Here are some tips on how to stock a diabetes-friendly pantry as well as the best way to stock up on healthy foods.

Is there any kind of support for someone living alone in terms of grocery shopping?

There are plenty of grocery delivery services to help people who can’t get out to a grocery store. Plus, there are several reputable online resources, such as unlockfood.ca, with information on nutrition and healthy eating. Check out your local public health units for resources on where to access nutritious foods if you’re struggling.

I find it hard to keep my weight down during COVID-19. Do you have any suggestions?

If you were already working on weight loss goals before COVID-19 hit, it’s a good idea to try to maintain your healthy behaviours and stay on track.  However, this may not be the best time to embark on a brand-new weight-loss or exercise program because of the current restrictions and barriers in place (e.g. gyms and other fitness centres are still closed in many areas), in addition to the emotional stressors that may be barriers to making changes.

That said, it is a good time to practice mindful eating. Take note of real hunger cues so you can make healthy eating choices as often as possible. Remember that it is just as important to focus on preventing weight gain as it is to celebrate the losses. Talk to your healthcare team for suggestions on what you can be doing to better manage your weight. Here’s some information on how to get motivated to tackle excess weight.

When stressed I turn to comfort foods (high carbs). What can I do to avoid this?

Nobody should try and eat perfectly 100% of the time because that’s rarely sustainable. Instead, practice the 80/20 rule and ensure you are making healthy food choices the majority (80%) of the time. Also, be sure to evaluate if you really are hungry or whether it’s an emotional hunger craving that may be managed with some self-nurturing. Instead of reaching for a snack, assess your hunger, try going for a walk, meditating or taking deep breaths to help distract from cravings.

Giving yourself permission to indulge a little bit from time to time is important too. Be kind to yourself as this is a hard time for many people. Food is supposed to be enjoyed!

How much exercise is enough?  And any recommendations on meeting exercise goals when isolating or the weather is not suitable to go outside?

Plan time to stay active and be consistent with small, achievable goals. Treat exercise like a medication prescription or doctor’s appointment—it’s only going to work if you do it regularly and don’t miss the opportunity to get moving. If you can’t go outside, consider doing some indoor stretches, stair climbing or an online exercise video.

Keep in mind that this is not the time to run a marathon. Create realistic, manageable goals for yourself that you can maintain during these pandemic times. Here are some physical activity ideas for when you’re stuck indoors.

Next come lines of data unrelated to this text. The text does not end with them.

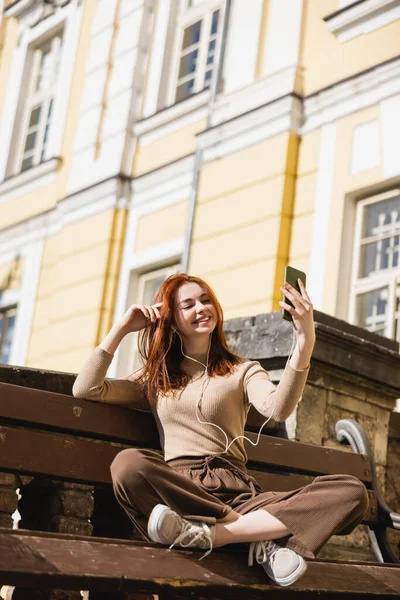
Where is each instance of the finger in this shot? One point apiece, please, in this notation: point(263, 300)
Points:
point(153, 316)
point(296, 300)
point(157, 312)
point(294, 296)
point(287, 307)
point(303, 290)
point(145, 311)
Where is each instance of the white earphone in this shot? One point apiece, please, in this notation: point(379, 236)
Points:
point(206, 382)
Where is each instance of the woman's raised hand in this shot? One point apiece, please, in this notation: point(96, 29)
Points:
point(139, 316)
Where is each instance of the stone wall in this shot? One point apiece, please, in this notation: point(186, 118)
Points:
point(354, 374)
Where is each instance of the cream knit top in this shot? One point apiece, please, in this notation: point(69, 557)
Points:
point(226, 402)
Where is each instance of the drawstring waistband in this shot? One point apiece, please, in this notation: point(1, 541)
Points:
point(208, 476)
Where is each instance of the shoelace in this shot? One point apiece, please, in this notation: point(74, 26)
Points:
point(263, 551)
point(194, 533)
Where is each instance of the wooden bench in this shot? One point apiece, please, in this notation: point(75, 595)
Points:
point(55, 436)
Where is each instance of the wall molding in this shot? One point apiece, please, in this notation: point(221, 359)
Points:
point(361, 18)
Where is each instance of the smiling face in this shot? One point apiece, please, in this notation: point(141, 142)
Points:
point(194, 313)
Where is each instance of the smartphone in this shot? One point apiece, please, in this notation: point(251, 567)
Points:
point(291, 276)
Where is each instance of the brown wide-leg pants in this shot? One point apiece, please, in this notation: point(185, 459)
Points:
point(208, 488)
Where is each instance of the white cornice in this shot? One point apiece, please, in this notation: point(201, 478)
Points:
point(362, 17)
point(79, 206)
point(171, 116)
point(355, 94)
point(20, 184)
point(254, 95)
point(144, 185)
point(283, 114)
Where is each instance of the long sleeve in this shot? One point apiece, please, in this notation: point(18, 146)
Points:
point(91, 383)
point(266, 397)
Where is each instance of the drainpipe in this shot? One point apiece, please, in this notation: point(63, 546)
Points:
point(215, 86)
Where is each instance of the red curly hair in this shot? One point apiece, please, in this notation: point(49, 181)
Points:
point(160, 346)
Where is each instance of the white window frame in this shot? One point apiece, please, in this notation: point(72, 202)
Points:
point(388, 278)
point(187, 16)
point(4, 309)
point(34, 99)
point(68, 19)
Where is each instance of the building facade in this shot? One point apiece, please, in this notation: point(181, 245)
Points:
point(224, 138)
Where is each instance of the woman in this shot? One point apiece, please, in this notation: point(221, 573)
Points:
point(199, 493)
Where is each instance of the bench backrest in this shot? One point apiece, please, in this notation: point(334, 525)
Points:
point(67, 438)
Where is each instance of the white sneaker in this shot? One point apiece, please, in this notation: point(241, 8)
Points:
point(165, 526)
point(282, 565)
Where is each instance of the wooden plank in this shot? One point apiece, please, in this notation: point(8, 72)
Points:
point(65, 562)
point(137, 428)
point(66, 413)
point(83, 460)
point(306, 458)
point(56, 455)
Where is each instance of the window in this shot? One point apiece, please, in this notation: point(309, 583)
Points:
point(7, 323)
point(148, 286)
point(200, 26)
point(39, 106)
point(376, 297)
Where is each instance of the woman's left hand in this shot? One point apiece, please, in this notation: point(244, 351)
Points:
point(302, 314)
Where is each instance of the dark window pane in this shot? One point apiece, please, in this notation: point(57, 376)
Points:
point(191, 35)
point(188, 64)
point(30, 141)
point(211, 52)
point(6, 339)
point(27, 163)
point(381, 214)
point(50, 109)
point(35, 116)
point(214, 23)
point(372, 307)
point(184, 90)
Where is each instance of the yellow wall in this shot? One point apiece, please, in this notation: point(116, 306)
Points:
point(326, 60)
point(44, 198)
point(11, 274)
point(168, 148)
point(242, 224)
point(8, 41)
point(304, 203)
point(162, 225)
point(344, 183)
point(76, 292)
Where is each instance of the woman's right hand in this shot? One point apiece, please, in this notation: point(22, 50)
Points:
point(139, 316)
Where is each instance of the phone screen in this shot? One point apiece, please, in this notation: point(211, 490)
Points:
point(291, 276)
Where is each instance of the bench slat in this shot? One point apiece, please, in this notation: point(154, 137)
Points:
point(61, 561)
point(138, 428)
point(306, 458)
point(66, 413)
point(88, 461)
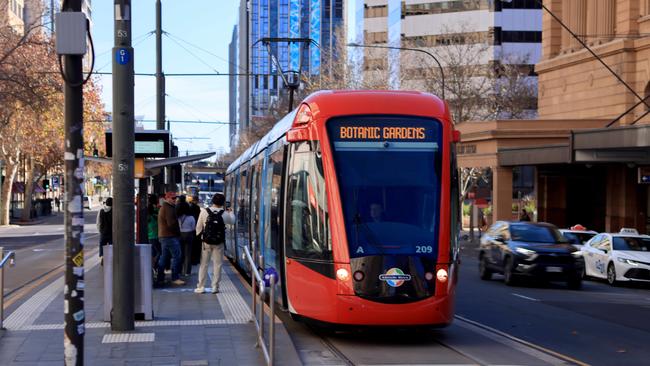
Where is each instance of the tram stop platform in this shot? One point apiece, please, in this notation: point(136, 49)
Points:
point(188, 328)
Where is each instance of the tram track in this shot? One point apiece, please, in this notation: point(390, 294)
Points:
point(17, 293)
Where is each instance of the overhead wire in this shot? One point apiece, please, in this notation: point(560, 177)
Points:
point(193, 54)
point(206, 51)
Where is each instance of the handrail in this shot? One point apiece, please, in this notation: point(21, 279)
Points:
point(11, 258)
point(259, 323)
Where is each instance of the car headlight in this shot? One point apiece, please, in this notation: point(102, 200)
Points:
point(628, 261)
point(577, 254)
point(526, 252)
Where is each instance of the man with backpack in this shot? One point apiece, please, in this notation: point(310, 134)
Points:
point(211, 227)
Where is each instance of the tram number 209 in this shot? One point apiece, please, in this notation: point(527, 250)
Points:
point(423, 249)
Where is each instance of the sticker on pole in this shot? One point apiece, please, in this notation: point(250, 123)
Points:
point(78, 259)
point(122, 56)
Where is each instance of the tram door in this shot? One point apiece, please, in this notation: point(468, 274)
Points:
point(271, 222)
point(243, 218)
point(310, 269)
point(256, 179)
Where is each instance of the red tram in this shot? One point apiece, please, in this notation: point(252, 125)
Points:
point(352, 199)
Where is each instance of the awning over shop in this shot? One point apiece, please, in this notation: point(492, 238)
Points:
point(627, 144)
point(19, 187)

How much walking should I do in a day?

Ten thousand steps a day is a general good guideline.  Recommendations suggest 30 minutes of activity at least 5 days per week.  If you’re already doing that, try and push yourself to do a little more. But if you’re only getting in a thousand steps a day, for example, increasing that by a thousand or more is a great step forward. Be active but also realistic about what is manageable for you during this time. Work on doing more than you are currently able to do.

Any recommendations for building up strength after being ill for weeks? How do you keep motivated for following a healthy diet and exercise routine during COVID-19?

Always start slow and be sure to speak to your healthcare provider about the kinds of activities that are suitable for you as you return to health. Make sure you stay hydrated at all times, but not with sugary drinks which can elevate blood sugar. Start with small, balanced and frequent meals as your appetite allows. Well-balanced meals will help improve your energy levels too.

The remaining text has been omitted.